I seem to have reached a stage of my career in which I am expected to zoom around the country for meetings with clients and the like. So Monday evening I zoomed down to Raleigh, North Carolina for a meeting with folks in the Department of Transportation. The trigger for this trip was that I just took over our contract with them from a colleague who died of a sudden heart attack; American business etiquette requires a face-to-face meeting in such situations to smooth the transition. My children all said, "Why don't you just Skype?" But people of my generation, at least, still think that meeting in person is important. I wonder if theirs will act differently when they rule the world?

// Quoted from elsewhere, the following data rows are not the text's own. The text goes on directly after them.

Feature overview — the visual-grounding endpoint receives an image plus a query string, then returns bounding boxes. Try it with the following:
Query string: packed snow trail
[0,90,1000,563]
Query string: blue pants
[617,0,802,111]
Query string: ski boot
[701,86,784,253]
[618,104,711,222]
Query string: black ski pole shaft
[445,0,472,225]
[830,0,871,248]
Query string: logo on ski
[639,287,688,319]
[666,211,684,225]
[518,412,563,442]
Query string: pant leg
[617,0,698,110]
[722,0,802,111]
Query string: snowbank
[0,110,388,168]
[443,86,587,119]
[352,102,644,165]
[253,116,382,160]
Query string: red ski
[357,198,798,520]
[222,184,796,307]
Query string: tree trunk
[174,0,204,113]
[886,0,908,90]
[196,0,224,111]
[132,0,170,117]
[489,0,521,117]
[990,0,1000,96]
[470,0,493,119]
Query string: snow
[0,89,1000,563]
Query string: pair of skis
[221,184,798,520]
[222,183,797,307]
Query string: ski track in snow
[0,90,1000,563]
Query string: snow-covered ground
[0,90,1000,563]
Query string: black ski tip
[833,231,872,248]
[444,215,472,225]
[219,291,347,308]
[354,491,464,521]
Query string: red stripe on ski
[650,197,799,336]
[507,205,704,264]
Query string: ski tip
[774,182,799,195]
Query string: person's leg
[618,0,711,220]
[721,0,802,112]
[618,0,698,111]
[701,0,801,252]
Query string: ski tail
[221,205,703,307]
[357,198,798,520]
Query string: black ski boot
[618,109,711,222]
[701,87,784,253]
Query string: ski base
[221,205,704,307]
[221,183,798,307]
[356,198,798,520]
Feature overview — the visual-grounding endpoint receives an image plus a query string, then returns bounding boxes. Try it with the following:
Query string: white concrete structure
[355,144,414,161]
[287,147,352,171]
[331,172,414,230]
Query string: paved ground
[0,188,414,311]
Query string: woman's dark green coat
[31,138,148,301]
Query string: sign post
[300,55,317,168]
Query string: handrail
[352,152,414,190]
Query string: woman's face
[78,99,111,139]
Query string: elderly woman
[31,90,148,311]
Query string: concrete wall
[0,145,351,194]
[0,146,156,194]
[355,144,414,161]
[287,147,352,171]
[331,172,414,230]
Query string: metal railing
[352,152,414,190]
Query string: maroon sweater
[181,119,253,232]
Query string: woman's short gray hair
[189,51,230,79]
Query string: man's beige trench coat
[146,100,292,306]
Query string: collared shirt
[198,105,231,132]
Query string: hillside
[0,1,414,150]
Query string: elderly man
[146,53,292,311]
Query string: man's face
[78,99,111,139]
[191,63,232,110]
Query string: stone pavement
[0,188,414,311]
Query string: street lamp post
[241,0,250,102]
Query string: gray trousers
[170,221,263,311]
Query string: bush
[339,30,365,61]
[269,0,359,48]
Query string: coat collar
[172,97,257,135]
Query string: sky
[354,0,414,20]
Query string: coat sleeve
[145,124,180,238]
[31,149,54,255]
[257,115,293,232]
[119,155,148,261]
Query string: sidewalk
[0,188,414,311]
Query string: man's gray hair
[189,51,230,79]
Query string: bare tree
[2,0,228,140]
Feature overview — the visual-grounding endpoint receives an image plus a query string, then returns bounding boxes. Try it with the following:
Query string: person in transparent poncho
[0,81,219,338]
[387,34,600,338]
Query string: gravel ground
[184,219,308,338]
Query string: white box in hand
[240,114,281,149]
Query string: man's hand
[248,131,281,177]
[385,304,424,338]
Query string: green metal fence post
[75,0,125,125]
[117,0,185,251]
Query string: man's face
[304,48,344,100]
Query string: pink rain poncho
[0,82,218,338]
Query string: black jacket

My meeting was in the morning and I didn't have to return until the late afternoon, so I spent some time exploring Raleigh. The DOT is actually housed in two giant suburban office office warehouses, vast spaces divided into hundreds of cubicles by muted gray barriers. You are given directions by pillar number, as in, "my office is near Pillar G-2." But it was just a short drive from there to the old downtown. It was a lovely warm day, so I had a splendid walk. Above and top, the State Capitol, built around 1840.
Here's an interesting 19th-century motto for you, from a monument on the grounds.
Striking nearby building for the Education Department.
Neogothic Baptist church, 1850s.
I went through the state historical museum, which was fine as such things go. I was impressed by this exhibit on the textile industry. There is actually only one of each machine, turned into a whole hall by mirrors.
Who could resist pushing this button?
Since this is North Carolina, it has a basketball hoop in the driveway.
Some views of a lovely neighborhood just east of downtown.
It's spring in Raleigh.
Two views of the craziest house in town.
And now I'm already back home, getting ready to face my office tomorrow.
My sister lives near Raleigh in Smithfield, the home of the Ava Gardener Museum, which could be you next adventure.
Next time in Raleigh, take in the Legislature building. (With the recent NC political shenanigans, I hope they are still allowing tours.) Built in 1963, it is an oddly beautiful example of "60's Moderne," going around the ugly bend back to attractive. White marble, shiny brass, RED carpets. Whoa.